3) Home Alone II: Lost in New York (1992)
Home Alone II pretty much kept to the same formula as the first film, but swapped the innovative pranks for straight up physical violence and assualt. This time, Kevin gets on the wrong plane and ends up in Noo Yoik. For the simplicity of the violence alone (at one point, Kevin just launches bags of tools from the roof at The Wet/Sticky Bandits), I love it. It may not have the ingenuity of its predecessor, but it’s one of the few sequels to re-hash the first film and not only get away with it, but be actively praised for it. Parental neglect and child abuse has never been this much fun!
2) Die Hard (1988)
This has been the hardest decision to make, and Die Hard was originally my number one up until very recently.
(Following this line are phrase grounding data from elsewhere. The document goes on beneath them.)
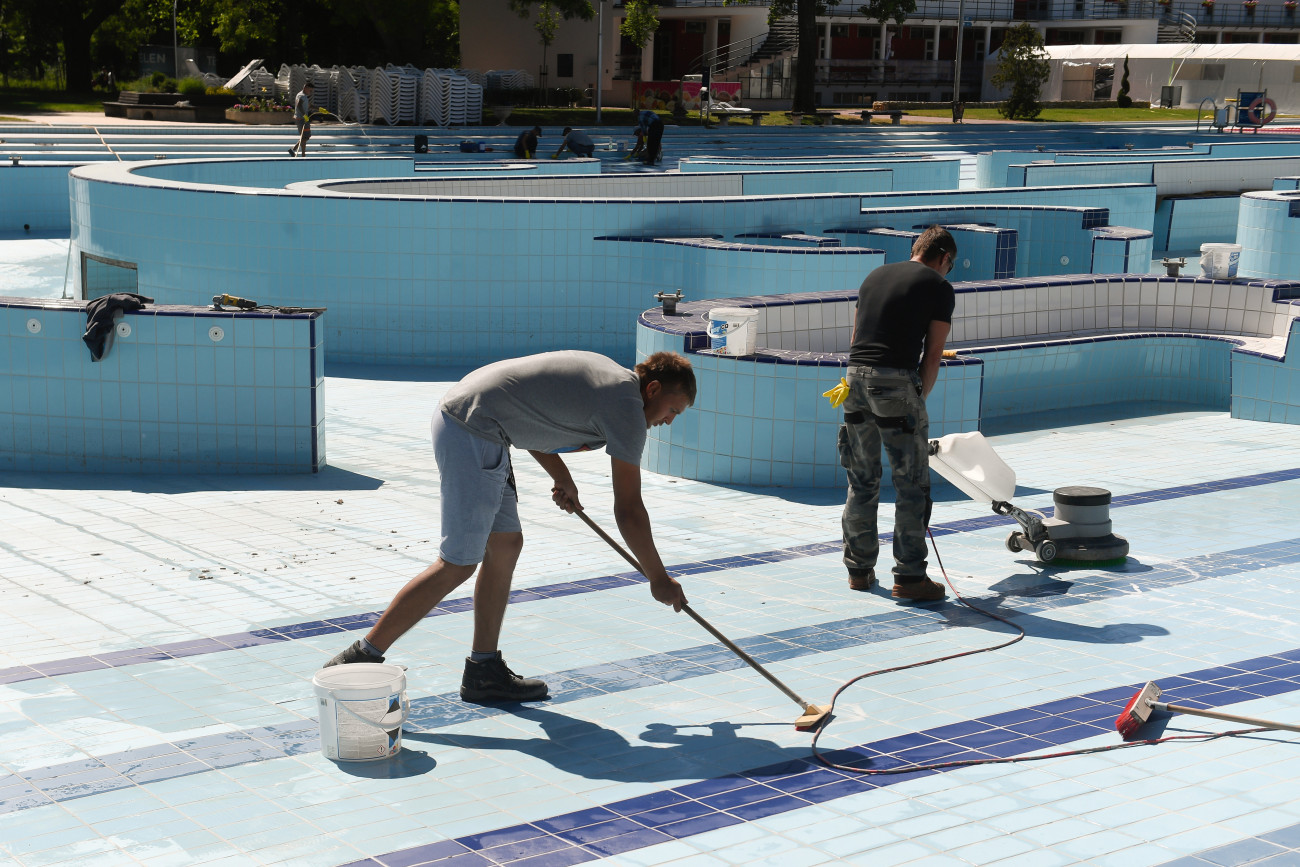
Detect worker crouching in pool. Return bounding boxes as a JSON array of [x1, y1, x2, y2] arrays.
[[325, 350, 694, 703], [840, 226, 956, 602]]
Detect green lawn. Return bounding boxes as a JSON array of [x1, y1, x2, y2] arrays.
[[0, 87, 106, 115], [905, 106, 1208, 123]]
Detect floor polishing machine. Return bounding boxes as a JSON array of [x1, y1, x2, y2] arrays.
[[928, 432, 1129, 565]]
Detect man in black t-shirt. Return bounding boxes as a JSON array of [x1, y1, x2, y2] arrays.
[[840, 226, 957, 602]]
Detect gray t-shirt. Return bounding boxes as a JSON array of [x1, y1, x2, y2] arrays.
[[294, 91, 310, 121], [565, 130, 594, 149], [440, 350, 647, 464]]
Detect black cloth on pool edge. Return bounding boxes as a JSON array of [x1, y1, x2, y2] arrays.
[[83, 293, 154, 361]]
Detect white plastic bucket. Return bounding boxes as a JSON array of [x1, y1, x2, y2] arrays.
[[312, 663, 409, 762], [928, 431, 1017, 503], [1200, 243, 1241, 279], [707, 307, 759, 356]]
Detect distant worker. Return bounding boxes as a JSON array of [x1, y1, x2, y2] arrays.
[[513, 125, 542, 159], [633, 109, 664, 166], [840, 226, 957, 603], [553, 127, 595, 158], [289, 81, 314, 157]]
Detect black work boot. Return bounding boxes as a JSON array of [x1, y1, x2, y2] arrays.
[[324, 640, 385, 668], [460, 655, 549, 703]]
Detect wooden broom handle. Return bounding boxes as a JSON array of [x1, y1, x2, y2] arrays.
[[573, 509, 814, 712], [1157, 702, 1300, 734]]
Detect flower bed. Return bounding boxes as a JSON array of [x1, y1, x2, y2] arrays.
[[225, 109, 293, 125]]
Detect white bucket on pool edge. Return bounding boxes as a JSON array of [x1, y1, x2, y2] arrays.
[[312, 663, 409, 762], [707, 307, 759, 356], [1200, 242, 1241, 279]]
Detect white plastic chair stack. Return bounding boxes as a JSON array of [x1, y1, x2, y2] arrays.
[[395, 70, 419, 125], [418, 69, 449, 126], [464, 82, 483, 126], [235, 67, 276, 98], [308, 66, 334, 113], [456, 69, 485, 87], [369, 67, 396, 125], [448, 75, 470, 125]]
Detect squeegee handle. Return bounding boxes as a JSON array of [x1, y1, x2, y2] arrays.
[[1155, 702, 1300, 733], [573, 509, 814, 713]]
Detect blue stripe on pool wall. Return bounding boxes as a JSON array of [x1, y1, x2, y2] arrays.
[[3, 465, 1299, 688]]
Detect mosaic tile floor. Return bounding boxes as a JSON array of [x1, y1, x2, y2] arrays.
[[3, 364, 1300, 866]]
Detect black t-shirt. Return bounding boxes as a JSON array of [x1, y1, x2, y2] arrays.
[[848, 260, 956, 370]]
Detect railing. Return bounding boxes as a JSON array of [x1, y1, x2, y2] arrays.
[[688, 25, 797, 77], [1170, 1, 1300, 26]]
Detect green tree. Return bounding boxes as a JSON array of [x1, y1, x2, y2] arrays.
[[10, 0, 129, 89], [990, 22, 1049, 120], [1116, 54, 1132, 107], [507, 0, 593, 19], [619, 0, 658, 79]]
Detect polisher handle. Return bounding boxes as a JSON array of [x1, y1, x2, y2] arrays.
[[1156, 702, 1300, 734]]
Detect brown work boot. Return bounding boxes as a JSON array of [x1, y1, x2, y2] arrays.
[[848, 568, 876, 592], [892, 579, 947, 602]]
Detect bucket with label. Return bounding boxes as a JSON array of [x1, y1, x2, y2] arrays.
[[707, 307, 760, 356], [312, 663, 409, 762], [1199, 243, 1241, 279]]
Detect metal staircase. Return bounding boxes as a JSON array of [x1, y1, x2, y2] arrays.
[[688, 17, 799, 79], [1157, 9, 1197, 42]]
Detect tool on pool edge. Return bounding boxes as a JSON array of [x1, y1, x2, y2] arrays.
[[1116, 681, 1300, 739], [211, 293, 258, 311], [573, 508, 832, 732]]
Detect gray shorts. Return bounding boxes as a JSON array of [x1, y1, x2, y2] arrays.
[[432, 409, 521, 566]]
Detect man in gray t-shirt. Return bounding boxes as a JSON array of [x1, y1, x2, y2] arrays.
[[553, 127, 595, 158], [325, 350, 697, 704]]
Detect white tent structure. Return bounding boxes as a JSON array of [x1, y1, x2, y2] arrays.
[[983, 43, 1300, 113]]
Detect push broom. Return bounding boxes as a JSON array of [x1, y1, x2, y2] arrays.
[[573, 509, 832, 732], [1116, 681, 1300, 739]]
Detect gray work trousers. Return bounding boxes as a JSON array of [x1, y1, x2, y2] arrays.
[[839, 365, 933, 582]]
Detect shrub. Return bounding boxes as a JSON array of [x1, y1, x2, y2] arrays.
[[178, 77, 207, 96]]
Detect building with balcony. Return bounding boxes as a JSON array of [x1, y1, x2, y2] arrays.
[[460, 0, 1300, 108]]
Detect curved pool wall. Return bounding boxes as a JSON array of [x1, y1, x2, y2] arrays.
[[637, 275, 1300, 488], [0, 298, 324, 474], [71, 159, 923, 365], [68, 156, 1168, 366], [1238, 189, 1300, 280]]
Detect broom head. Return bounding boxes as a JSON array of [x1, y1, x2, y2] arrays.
[[1115, 681, 1162, 739]]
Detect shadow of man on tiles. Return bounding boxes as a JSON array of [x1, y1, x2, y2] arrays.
[[893, 558, 1168, 645], [403, 707, 810, 783]]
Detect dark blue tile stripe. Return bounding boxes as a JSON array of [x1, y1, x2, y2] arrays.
[[1154, 819, 1300, 867], [4, 465, 1299, 688], [331, 643, 1300, 867], [5, 535, 1300, 817]]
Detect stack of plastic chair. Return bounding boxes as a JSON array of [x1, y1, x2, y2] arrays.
[[395, 69, 419, 124], [486, 69, 534, 90], [235, 66, 277, 98], [418, 69, 449, 126], [368, 67, 396, 125], [456, 69, 485, 87], [448, 74, 470, 125], [464, 81, 484, 126], [308, 65, 334, 113]]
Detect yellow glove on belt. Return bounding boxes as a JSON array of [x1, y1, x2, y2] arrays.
[[822, 377, 850, 409]]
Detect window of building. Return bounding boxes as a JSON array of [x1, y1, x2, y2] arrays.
[[1094, 29, 1122, 44], [556, 54, 573, 78], [685, 20, 705, 34], [831, 24, 849, 38]]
I try to watch it on Christmas morning, following Heat last year for a barnstorming double bill. Once again, Christmas is used to frame the action very loosely, as grumpy ol’ John McClane has to endure the worst office Christmas shindig, which has been overrun by smartly dressed Euro-terrorists.The action is played hard and fast, and peppered with snarky one-liners. It’s a film for men and makes no apologies for this, but it does still have Christmas at the heart of it. After all, John McClane is pretty much The Grinch/Scrooge with a machine gun, but he doesn’t have time to learn any life lessons, as he’s the one handing them out, namely: Don’t fuck with John McClane.
1) Home Alone (1990)
So I saw Home Alone when it was on the TV recently and knew it had to pip Die Hard to the top spot. First of all, it is basically the same film, with more inept bad guys and a child protagonist. Little Kevin and John are both in the wrong place at the wrong time, and have pretty messed up family situations (Also McClane and McCallister, I mean, come on). The comparisons go on and on. The reason I really love Home Alone, beyond the violence and humour, is the performance from little Macaulay Culkin. Fuck me, that boy could act. Never have I seen somebody so young be so in control of their craft. Such a shame how things panned out for him. But anyway, his performance in both Home Alone films combined charm, wit, vulnerability with a stoic moral code, which are essential traits of all good Christmas heroes. He pretty much out acted every other actor on this list, when he was TEN YEARS OLD! The film is also the best the late great John Hughes was involved in, which is pretty much the highest accolade you can give out in my eyes. The perfect Christmas film.
Honourable Mentions: Rare Exports, Muppets Christmas Carol, Silent Night Deadly Night II, Children of Men, Grave of the Fireflies, Wallace and Gromit: The Wrong Trousers.
So there you have it. What did you think of that then? Anything I missed? Am I talking out of my arse? Let us know your top ten in the comments and enjoy the most wonderful time of the year.